Appuntamento a Belleville

di Daniele Ravizza

Oggi il cinema d’animazione ha portato la propria espressività a un livello più alto del cinema fotografico, come testimoniano i sempre più diffusi riconoscimenti tributati e gli spazi concessi nei festival cinematografici. All’interno dell’egemonia monopolistica sul pubblico da parte delle case di animazione statunitensi (Disney-Pixar su tutte), spesso vengono dimenticati i film d’animazione indipendenti, che si rivolgono anche, se non soprattutto, ad un pubblico adulto, vittime del pregiudizio che il cinema d’animazione si trascina dalla sua nascita: “I cartoni sono per bambini”.
Un grande schiaffo ai sostenitori di questa errata prospettiva la fornisce Sylvain Chomet con il suo prodigioso, piccolo, colto e, allo stesso tempo, immediato Appuntamento a Belleville (Les Triplettes de Belleville), uscito nel 2003, lo stesso anno di Alla ricerca di Nemo, nei confronti del quale si pone in netta antitesi.
Il film narra di Champion, un ragazzo malinconico che non ha entusiasmo per nessuno dei regali donatigli dalla nonna, Mme Souza. Fino a quando questa gli regala un triciclo. Dopo alcuni anni, Champion disputa il Tour de France, ma viene rapito da dei sinistri individui, che lo portano con una nave a Belleville, città immaginaria degli Stati Uniti; perciò la nonna va alla ricerca del nipote con il fido cane Bruno e con l’aiuto di tre ex starlettes degli anni ’30 (che danno il nome al titolo originale).
Una voce fuori dal coro, qualcosa d’ALTRO, o, per usare un’immagine del film, un pedalò contro un’enorme crociera: la grandiosa piccolezza del primo lungometraggio dell’animatore e fumettista francese risiede soprattutto in due scelte originali e immediatamente percepibili: il ricorso ad un’animazione non computerizzata, a tratto unico, e la quasi totale assenza di parola dialogata.

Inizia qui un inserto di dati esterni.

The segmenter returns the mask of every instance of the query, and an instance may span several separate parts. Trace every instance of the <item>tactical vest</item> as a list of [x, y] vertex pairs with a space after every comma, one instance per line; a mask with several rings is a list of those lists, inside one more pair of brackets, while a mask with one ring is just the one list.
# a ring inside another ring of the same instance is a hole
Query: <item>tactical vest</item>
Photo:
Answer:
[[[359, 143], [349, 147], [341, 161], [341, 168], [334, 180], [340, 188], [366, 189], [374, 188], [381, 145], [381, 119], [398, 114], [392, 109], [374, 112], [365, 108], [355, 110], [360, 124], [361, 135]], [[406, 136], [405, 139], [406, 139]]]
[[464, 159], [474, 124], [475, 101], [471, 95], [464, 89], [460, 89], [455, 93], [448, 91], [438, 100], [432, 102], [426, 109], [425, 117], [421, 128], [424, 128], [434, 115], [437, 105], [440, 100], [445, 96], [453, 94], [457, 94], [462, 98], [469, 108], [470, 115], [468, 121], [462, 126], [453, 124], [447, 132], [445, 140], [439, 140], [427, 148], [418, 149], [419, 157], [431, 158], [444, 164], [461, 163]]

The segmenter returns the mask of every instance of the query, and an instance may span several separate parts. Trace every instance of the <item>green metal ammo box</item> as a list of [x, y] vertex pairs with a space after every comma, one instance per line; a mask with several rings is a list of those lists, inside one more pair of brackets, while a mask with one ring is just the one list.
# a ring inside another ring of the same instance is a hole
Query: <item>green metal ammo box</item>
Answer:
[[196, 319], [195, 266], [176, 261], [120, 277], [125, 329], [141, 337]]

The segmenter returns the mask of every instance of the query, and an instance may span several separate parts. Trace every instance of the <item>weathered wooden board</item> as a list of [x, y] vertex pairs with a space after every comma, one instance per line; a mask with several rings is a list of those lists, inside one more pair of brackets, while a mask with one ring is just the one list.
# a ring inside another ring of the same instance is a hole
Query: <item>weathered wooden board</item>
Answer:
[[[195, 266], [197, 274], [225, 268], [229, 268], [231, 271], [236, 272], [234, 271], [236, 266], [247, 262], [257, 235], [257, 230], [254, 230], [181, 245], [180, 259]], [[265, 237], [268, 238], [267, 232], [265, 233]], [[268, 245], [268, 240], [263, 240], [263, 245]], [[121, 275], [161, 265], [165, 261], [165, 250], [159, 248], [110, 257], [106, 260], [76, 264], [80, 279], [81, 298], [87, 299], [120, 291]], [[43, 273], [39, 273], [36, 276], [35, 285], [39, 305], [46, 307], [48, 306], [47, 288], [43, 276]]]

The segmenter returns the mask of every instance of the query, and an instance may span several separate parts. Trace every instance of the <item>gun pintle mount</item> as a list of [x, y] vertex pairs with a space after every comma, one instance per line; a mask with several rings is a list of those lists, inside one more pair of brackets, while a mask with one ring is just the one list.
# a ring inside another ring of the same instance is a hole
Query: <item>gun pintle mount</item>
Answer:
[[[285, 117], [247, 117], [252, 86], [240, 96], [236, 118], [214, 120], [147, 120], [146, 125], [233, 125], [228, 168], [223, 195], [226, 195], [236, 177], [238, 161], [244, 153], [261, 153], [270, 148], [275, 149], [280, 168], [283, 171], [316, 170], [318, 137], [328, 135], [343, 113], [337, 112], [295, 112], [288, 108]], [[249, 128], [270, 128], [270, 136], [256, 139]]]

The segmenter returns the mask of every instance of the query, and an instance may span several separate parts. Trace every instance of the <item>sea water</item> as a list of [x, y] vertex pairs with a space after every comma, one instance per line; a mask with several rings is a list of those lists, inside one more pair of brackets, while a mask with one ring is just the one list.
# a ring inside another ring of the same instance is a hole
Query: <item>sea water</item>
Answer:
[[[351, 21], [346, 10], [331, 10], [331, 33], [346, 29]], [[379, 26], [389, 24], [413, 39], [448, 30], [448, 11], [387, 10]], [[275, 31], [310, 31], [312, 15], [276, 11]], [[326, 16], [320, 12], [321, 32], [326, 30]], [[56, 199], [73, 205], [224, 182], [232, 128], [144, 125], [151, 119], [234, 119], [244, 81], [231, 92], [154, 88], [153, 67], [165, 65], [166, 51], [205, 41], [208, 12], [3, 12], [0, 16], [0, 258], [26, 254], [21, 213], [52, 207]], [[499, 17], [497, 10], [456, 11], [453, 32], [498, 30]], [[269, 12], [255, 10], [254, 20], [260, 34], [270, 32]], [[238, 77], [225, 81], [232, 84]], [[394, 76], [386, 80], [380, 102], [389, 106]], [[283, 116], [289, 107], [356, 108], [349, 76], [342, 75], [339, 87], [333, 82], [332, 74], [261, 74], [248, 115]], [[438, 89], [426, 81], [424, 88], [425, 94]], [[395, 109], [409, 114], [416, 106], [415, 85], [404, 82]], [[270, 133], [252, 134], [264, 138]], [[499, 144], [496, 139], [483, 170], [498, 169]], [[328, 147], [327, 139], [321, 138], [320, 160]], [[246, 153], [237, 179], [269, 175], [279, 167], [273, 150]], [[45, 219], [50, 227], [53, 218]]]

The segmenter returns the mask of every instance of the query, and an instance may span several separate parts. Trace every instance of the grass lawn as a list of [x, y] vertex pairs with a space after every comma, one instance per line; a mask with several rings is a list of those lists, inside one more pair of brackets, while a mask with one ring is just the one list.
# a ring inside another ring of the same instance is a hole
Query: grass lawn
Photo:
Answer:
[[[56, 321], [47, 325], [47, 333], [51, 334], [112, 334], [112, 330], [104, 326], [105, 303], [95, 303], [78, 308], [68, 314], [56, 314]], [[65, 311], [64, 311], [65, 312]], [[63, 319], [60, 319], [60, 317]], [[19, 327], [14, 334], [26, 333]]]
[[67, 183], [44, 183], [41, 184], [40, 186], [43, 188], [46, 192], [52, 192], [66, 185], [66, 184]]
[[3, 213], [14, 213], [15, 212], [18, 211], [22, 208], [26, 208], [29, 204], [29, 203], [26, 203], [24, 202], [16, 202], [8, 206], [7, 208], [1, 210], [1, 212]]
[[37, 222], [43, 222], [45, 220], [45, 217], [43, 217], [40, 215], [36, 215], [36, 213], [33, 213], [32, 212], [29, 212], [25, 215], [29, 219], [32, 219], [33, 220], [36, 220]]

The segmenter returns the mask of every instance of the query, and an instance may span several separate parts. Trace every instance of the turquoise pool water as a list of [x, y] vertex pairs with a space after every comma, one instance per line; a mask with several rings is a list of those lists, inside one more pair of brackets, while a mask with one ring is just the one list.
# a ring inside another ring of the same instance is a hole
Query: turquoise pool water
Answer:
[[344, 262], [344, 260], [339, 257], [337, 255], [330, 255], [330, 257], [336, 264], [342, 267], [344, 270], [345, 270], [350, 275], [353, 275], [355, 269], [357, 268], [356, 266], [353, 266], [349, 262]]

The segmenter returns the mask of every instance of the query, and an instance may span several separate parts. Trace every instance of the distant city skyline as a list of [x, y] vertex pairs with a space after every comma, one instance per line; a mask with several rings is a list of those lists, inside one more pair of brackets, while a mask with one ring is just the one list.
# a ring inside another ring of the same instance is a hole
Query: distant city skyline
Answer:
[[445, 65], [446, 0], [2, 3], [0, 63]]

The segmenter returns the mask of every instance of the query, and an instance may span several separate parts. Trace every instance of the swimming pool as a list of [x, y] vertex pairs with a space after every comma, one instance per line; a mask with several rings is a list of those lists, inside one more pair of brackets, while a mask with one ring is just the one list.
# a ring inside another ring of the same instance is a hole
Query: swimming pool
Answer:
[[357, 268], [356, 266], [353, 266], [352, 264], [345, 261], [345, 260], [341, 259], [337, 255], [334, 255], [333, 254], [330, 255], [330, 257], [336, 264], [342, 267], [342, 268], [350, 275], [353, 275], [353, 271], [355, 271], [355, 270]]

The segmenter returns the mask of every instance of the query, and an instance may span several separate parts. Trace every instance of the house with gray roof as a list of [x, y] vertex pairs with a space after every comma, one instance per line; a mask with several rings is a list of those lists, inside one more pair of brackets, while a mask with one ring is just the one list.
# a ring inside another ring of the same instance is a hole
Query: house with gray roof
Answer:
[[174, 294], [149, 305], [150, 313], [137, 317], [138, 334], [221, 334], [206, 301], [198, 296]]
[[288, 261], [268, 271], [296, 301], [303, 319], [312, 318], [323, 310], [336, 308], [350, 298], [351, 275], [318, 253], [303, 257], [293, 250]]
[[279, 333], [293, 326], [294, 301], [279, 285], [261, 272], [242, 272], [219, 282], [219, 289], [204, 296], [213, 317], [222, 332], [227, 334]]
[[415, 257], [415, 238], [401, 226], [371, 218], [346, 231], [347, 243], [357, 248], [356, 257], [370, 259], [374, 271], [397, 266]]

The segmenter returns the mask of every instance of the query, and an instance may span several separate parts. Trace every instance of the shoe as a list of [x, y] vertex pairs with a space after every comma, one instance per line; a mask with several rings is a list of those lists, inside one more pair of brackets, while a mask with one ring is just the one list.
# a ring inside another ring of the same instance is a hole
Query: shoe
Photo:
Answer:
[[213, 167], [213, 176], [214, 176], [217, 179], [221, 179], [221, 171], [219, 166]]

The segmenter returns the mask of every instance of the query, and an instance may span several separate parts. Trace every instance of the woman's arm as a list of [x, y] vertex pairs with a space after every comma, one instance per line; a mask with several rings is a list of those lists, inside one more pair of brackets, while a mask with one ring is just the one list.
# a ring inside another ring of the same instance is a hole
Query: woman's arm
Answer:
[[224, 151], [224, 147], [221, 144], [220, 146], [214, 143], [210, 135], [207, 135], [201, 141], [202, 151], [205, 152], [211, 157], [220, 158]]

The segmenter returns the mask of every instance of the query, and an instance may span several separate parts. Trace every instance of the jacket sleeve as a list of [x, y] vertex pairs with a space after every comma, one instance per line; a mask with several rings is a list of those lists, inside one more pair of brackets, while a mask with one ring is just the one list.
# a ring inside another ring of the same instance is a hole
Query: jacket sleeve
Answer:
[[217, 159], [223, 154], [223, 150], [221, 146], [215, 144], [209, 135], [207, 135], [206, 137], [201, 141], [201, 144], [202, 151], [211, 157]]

La prima scelta si pone in netta contrapposizione con il cinema d’animazione computerizzato statunitense di oggi e paga invece tributo all’epoca d’oro del cinema disneyano degli anni ’30. Dai guanti originali di Mickey Mouse indossati dalle Triplettes nella sequenza in bianco e nero che apre il film, colma di numerosi riferimenti meta-cinematografici, si passa al tecnico della Mafia, personificazione di Topolino, che mantiene ben oliata una macchina emblematicamente messa in moto dai ciclisti rapiti per essere obbligati a pedalare incessantemente senza una meta. Questa stessa macchina, curiosamente, aziona un cinematografo, e ciò avvalorerebbe il parallelismo con la Disney: essa produce film a incasso assicurato, ma per lo più vicini ad un prodotto commerciale fabbricato in serie ed adatto alle famiglie. Rimanendo fedeli all’allegoria, i ciclisti rappresenterebbero i creatori di film obbligati a pedalare/ideare solo per far guadagnare il boss mafioso, ovvero le mayor.
D’altro canto la quasi totale assenza di parola-dialogo è un omaggio al filone storico del film comico, che riesce a trattare tematiche rilevanti attraverso la sottile ironia della sola forza delle immagini. Il tributo più eloquente, oltre a Charlie Chaplin e Buster Keaton, è alla filmografia di Jacques Tati, eloquentemente citato (Les Triplettes guardano alla tv un pezzo di Jour de fête ed è visibile la locandina de Les Vacances de Monsieur Hulot) dai mugugni dei personaggi e dall’attenzione ai rumori d’ambiente, oggi ancora spesso “considerati come l’ultima ruota del carro narrativo”, qui invece veri dominatori della colonna sonora. Egemonici insieme alle canzoni, originali e non, che ci immergono in un’atmosfera retrò, potenziata dal filtro d’epoca con il quale i disegni si materializzano davanti ai nostri occhi.
Come la bici nell’epoca della macchina, Appuntamento a Belleville rievoca i valori di un passato travolto dal mezzo per eccellenza dell’epoca industrializzata: il treno, vera e propria fobia nelle spassosissime sequenze oniriche del cane Bruno, ma che, tuttavia, può percorrere solo strade già esplorate, metafora dei percorsi computerizzati e automatici del mondo occidentale. La bicicletta, invece, riflette la spontaneità e l’immediatezza dell’animazione di Chomet, ricca di immagini generatrici di discorsi e diretta contro l’establishment americano, raffigurato dalla Statua della libertà sovrappeso e sfoderante un hamburger.
Rispetto al puro prodotto industriale a breve scadenza di consumo, il regista francese offre un autentico prodotto artistico che sa essere espressione di noi stessi: nobilmente semplice, indimenticabile ed eterno. Come la prima bici.